WhitespaceState nodes are shared across multiple tokens, so whitespace_after is the
same object as whitespace_before in the next token.
Parser Execution Order
The parser generator we use (pgen2) is bottom-up, meaning that children productions
are called before their parents. In contrast, our hand written whitespace parser is
top-down.
Inside each production, child conversion functions are called from left to right.
As an example, assume we're given the following simple grammar and program:
add_expr: NUMBER ['+' add_expr]
1 + 2 + 3
which forms the parse tree:
[H] add_expr
/ | \
[A] 1 [B] '+' [G] add_expr
/ | \
[C] 2 [D] '+' [F] add_expr
|
[E] 3
The conversion functions would be called in the labeled alphabetical order, with A
converted first, and H converted last.
Who owns whitespace?
There's a lot of holes between you and a correct whitespace representation, but these can be divided into a few categories of potential mistakes:
Forgetting to Parse Whitespace
Fortunately, the inverse (parsing the same whitespace twice) should not be possible, because whitespace is "consumed" by the whitespace parser.
This kind of mistake is easily caught with tests.
Assigning Whitespace to the Wrong Owner
This is probably the easiest mistake to make. The general convention is that the top-most possible node owns whitespace, but in a bottom-up parser like ours, the children are parsed before their parents.
In contrast, the best owner for whitespace in our tree when there's multiple possible owners is usually the top-most node.
As an example, assume we have the following grammar and program:
simple_stmt: (pass_stmt ';')* NEWLINE
pass; # comment
Since both cst.Semicolon and cst.SimpleStatement can both store some whitespace
after themselves, there's some ambiguity about who should own the space character before
the comment. However, since cst.SimpleStatement is the parent, the convention is that
it should own it.
Unfortunately, since nodes are processed bottom-to-top and left-to-right, the semicolon
under simple_stmt will get processed before simple_stmt is.

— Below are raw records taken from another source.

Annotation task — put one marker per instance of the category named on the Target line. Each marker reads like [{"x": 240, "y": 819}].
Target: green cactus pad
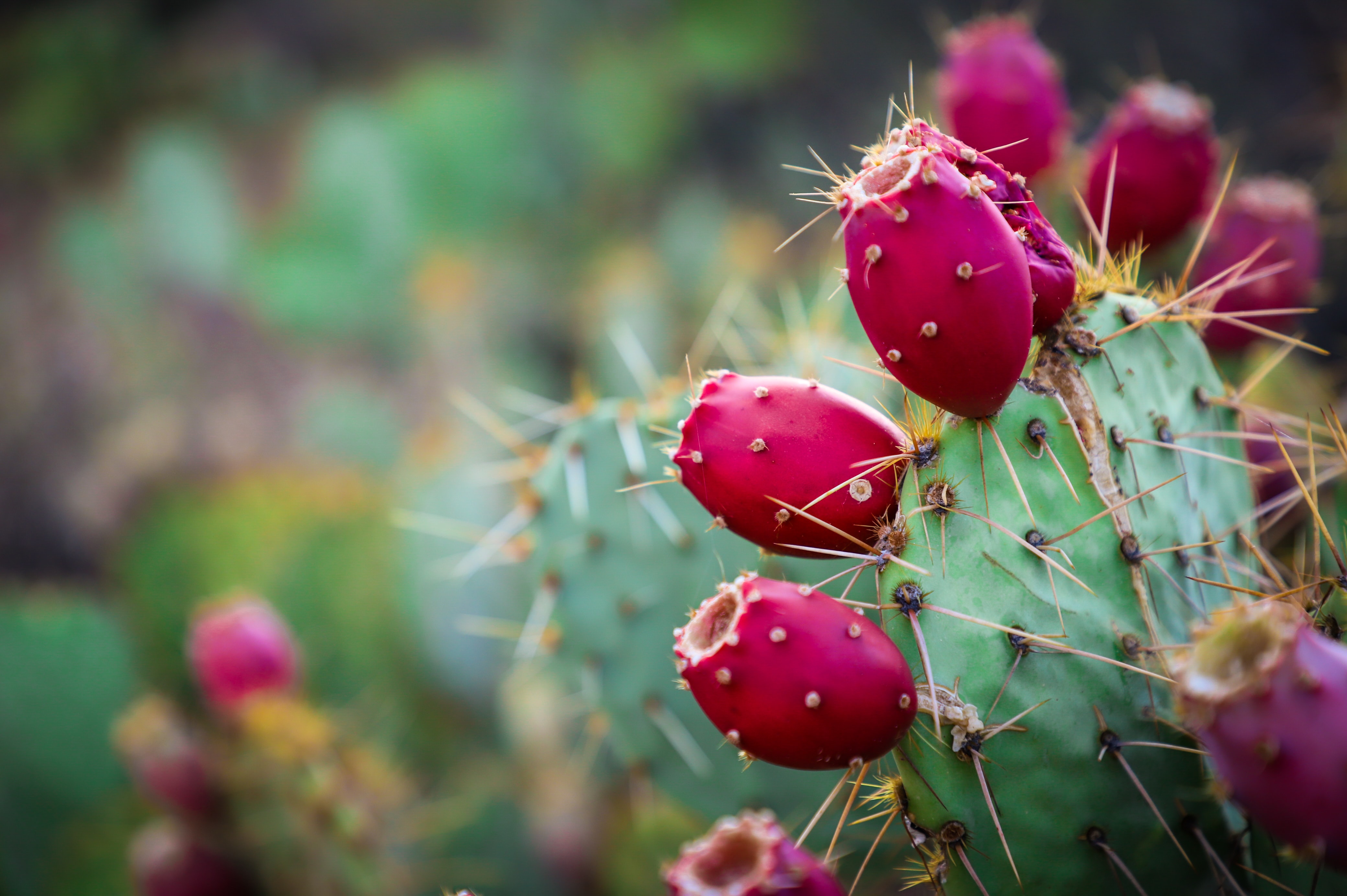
[{"x": 1050, "y": 783}]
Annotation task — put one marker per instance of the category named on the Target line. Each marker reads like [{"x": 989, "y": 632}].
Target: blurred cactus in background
[{"x": 371, "y": 312}]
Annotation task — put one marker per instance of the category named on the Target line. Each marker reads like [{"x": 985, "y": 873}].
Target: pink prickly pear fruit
[
  {"x": 1268, "y": 697},
  {"x": 1053, "y": 267},
  {"x": 1260, "y": 209},
  {"x": 937, "y": 275},
  {"x": 748, "y": 856},
  {"x": 167, "y": 760},
  {"x": 999, "y": 85},
  {"x": 242, "y": 647},
  {"x": 752, "y": 437},
  {"x": 795, "y": 678},
  {"x": 1167, "y": 155},
  {"x": 169, "y": 860}
]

This means that in a
naive implementation, the semicolon's conversion function would have a chance to consume
the whitespace before simple_stmt can.
To solve this problem, you must "fix" the whitespace in the parent node's conversion function or grammar. This can be done in a number of ways. In order of preference:
- Split the child's grammar production into two separate productions, one that consumes it's leading or trailing whitespace, and one that doesn't. Depending on the parent, use the appropriate version of the child.
- Construct a "partial" node in the child that doesn't consume the whitespace, and then consume the correct whitespace in the parent. Be careful about what whitespace a node's siblings consume.
- "Steal" the whitespace from the child by replacing the child with a new version that doesn't have the whitespace.
This mistake is probably hard to catch with tests, because the CST will still reprint correctly, but it creates ergonomic issues for tools consuming the CST.
Consuming Whitespace in the Wrong Order
This mistake is probably is the hardest to make by accident, but it could still happen, and may be hard to catch with tests.
Given the following piece of code:
pass # trailing
# empty line
pass
The first statement should own # trailing (parsed using parse_trailing_whitespace).
The second statement then should # empty line (parsed using parse_empty_lines).
However, it's possible that if you somehow called parse_empty_lines on the second
statement before calling parse_trailing_whitespace on the first statement,
parse_empty_lines could accidentally end up consuming the # trailing comment,
because parse_trailing_whitespace hasn't yet consumed it.
However, this circumstance is unlikely, because you'd explicitly have to handle the children out-of-order, and we have assertions inside the whitespace parser to prevent some possible mistakes, like the one described above.